Quanto alla violazione dell’art. 132 c.p.c., essa è totalmente priva di fondamento: nel decreto la motivazione c’e’, e si sofferma sia sui profili di credibilità del richiedente, sia sulla sussistenza dei requisiti oggettivi per il riconoscimento della protezione richiesta. Il motivo dunque non si misura con il reale contenuto del provvedimento impugnato.

8.3. – Il terzo mezzo è inammissibile.

Il giudizio di non credibilità del richiedente preclude l’accesso alla protezione di cui al D.Lgs. n. 251 del 2007, art. 14, lett. a) e b) (tra le tante Cass. 29 maggio 2020, n. 10286). Per il resto il Tribunale ha espressamente citato le fonti internazionali tali da escludere la sussistenza, in Guinea Conakry, di una situazione riconducibile alla lett. c) della citata disposizione: a fronte di ciò il ricorrente non richiama fonti alternative, ma lamenta “una situazione di violenze diffuse, sistematiche violazioni dei diritti umani, abusi da parte della polizia e delle forze armate… Tuttavia, conclude senza motivare in alcuna maniera la propria affermazione, nessuna di esse può essere ricondotto al concetto di conflitto armato o violenza generalizzata che giustificherebbe l’applicazione al ricorrente della protezione sussidiaria” (pagina 28 del ricorso). Ma tale doglianza non tiene conto del dato normativo, nel significato, del resto inequivoco, che questa Corte gli attribuisce.
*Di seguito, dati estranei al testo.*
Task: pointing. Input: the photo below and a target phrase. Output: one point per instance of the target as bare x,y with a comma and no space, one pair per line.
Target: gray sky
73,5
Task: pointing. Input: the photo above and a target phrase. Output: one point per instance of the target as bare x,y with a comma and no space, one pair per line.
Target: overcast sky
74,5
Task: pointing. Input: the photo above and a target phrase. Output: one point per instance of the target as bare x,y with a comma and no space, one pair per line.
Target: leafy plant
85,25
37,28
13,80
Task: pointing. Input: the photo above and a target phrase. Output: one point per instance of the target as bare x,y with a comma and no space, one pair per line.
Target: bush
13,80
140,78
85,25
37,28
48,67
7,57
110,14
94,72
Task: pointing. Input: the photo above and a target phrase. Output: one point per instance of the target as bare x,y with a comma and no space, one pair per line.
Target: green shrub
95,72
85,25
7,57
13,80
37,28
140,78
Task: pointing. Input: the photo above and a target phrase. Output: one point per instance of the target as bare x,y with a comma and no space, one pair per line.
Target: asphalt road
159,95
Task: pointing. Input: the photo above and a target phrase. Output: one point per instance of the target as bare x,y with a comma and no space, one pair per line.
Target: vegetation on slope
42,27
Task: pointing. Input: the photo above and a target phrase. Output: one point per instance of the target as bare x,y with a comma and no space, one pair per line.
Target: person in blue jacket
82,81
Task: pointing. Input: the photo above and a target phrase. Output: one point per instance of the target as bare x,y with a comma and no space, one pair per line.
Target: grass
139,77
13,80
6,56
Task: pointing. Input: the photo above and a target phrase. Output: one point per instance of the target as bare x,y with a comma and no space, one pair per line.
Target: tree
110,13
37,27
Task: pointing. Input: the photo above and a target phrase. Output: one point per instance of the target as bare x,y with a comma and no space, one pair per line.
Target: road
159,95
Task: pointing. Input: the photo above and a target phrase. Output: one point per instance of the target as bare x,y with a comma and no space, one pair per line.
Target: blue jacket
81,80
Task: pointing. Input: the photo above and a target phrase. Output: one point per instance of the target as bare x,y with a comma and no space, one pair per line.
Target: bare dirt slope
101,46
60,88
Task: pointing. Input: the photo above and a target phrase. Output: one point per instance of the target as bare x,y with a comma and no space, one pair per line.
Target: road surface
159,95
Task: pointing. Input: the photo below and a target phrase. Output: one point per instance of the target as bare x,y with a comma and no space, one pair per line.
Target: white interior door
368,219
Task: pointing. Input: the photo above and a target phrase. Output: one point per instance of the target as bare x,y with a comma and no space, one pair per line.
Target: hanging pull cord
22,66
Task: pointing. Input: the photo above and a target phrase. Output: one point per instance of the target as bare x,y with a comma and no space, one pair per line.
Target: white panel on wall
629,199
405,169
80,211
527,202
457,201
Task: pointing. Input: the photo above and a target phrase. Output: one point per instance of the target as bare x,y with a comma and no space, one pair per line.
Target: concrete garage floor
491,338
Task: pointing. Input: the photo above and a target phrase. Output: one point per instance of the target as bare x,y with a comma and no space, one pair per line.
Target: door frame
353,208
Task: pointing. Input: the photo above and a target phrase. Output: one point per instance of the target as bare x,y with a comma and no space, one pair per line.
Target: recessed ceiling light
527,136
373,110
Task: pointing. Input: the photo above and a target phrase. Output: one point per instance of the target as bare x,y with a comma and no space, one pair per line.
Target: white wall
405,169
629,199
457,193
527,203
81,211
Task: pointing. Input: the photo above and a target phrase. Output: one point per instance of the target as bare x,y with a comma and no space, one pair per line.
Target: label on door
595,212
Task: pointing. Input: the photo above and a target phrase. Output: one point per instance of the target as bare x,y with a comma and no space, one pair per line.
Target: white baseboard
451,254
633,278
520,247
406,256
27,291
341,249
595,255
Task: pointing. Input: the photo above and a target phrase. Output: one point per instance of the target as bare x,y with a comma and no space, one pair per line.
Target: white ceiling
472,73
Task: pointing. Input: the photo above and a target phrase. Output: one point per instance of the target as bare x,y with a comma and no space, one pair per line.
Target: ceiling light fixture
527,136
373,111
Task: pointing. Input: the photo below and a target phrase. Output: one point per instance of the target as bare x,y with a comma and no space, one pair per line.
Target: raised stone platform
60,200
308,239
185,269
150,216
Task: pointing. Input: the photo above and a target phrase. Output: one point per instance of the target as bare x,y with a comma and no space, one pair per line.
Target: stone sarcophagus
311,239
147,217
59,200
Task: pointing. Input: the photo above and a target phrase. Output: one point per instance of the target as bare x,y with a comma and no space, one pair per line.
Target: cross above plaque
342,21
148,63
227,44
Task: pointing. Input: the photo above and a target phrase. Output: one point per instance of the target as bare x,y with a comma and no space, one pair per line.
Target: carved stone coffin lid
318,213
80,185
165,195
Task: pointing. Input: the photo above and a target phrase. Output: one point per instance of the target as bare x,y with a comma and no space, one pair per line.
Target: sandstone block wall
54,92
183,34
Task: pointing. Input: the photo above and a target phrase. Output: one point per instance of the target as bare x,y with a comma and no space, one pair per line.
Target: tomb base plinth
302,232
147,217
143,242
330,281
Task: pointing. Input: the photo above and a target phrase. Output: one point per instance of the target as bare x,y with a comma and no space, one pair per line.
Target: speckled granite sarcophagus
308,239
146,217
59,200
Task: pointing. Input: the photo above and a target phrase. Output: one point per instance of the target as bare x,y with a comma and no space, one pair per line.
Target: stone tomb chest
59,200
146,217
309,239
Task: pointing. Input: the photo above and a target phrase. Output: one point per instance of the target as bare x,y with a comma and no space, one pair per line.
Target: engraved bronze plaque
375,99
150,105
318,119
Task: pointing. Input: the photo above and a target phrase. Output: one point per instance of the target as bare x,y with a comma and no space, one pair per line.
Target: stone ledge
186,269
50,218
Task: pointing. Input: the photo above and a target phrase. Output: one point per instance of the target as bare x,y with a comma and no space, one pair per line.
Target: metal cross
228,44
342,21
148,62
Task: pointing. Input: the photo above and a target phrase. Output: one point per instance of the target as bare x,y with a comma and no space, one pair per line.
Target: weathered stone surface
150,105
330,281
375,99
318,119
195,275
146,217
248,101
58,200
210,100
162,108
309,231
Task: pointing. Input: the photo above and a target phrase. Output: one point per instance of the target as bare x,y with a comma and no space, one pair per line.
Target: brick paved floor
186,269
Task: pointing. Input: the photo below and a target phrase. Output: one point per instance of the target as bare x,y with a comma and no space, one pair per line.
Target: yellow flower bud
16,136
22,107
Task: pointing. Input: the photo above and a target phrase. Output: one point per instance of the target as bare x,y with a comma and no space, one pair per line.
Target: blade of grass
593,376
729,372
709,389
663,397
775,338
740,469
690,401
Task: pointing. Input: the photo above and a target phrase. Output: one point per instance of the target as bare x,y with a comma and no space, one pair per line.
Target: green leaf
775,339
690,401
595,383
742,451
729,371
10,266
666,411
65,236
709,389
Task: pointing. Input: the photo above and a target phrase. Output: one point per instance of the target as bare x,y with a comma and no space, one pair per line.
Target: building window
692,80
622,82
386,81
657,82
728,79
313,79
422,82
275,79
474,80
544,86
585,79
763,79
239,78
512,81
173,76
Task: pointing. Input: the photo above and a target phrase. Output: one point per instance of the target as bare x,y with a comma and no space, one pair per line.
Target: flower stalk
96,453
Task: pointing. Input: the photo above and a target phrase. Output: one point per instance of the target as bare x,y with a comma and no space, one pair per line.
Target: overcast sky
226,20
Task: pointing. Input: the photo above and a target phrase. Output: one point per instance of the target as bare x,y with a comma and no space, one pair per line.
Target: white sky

Difatti, in tema di protezione sussidiaria, D.Lgs. n. 251 del 2007 ex art. 14, lett. c), il conflitto armato interno, tale da comportare minaccia grave ed individuale alla vita o alla persona di un civile, ricorre in situazioni in cui le forze armate governative di uno Stato si scontrino con uno o più gruppi armati antagonisti, o nelle quali due o più gruppi armati si contendano tra loro il controllo militare di un dato territorio, purché il conflitto ascenda ad un grado di violenza indiscriminata talmente intenso ed imperversante da far sussistere fondati motivi per ritenere che un civile rinviato nella regione di provenienza corra il rischio descritto nella norma per la sua sola presenza sul territorio, tenuto conto dell’impiego di metodi e tattiche di combattimento che incrementano il rischio per i civili, o direttamente mirano ai civili; della diffusione, tra le parti in conflitto, di tali metodi o tattiche; della generalizzazione o, invece, localizzazione del combattimento; del numero di civili uccisi, feriti, sfollati a causa del combattimento (Cass. 2 marzo 2021, n. 5675).

Nel corpo dello stesso motivo si lamenta anche il mancato riconoscimento della protezione umanitaria, senza tuttavia che venga spesa neppure una parola sulla individuale condizione di vulnerabilità del richiedente: l’unico argomento impiegato è la pandemia da Covid 19, che renderebbe il richiedente vulnerabile.

Certo però non si tratta di vulnerabilità individuale, rilevante per l’ordinamento né si tratta di circostanza che sotto profilo risulta essere stata prospettata al giudice di merito.

9. – Nulla per le spese. Sussistono i presupposti processuali per il raddoppio del contributo unificato se dovuto.

P.Q.M.

dichiara inammissibile il ricorso, dando atto, ai sensi del D.P.R. n. 115 del 2002, art. 13, comma 1 quater, che sussistono i presupposti per il versamento, a carico della parte ricorrente, dell’ulteriore importo a titolo di contributo unificato pari a quello dovuto per il ricorso a norma dello stesso art. 13, comma 1 bis.

Così deciso in Roma, il 29 ottobre 2021.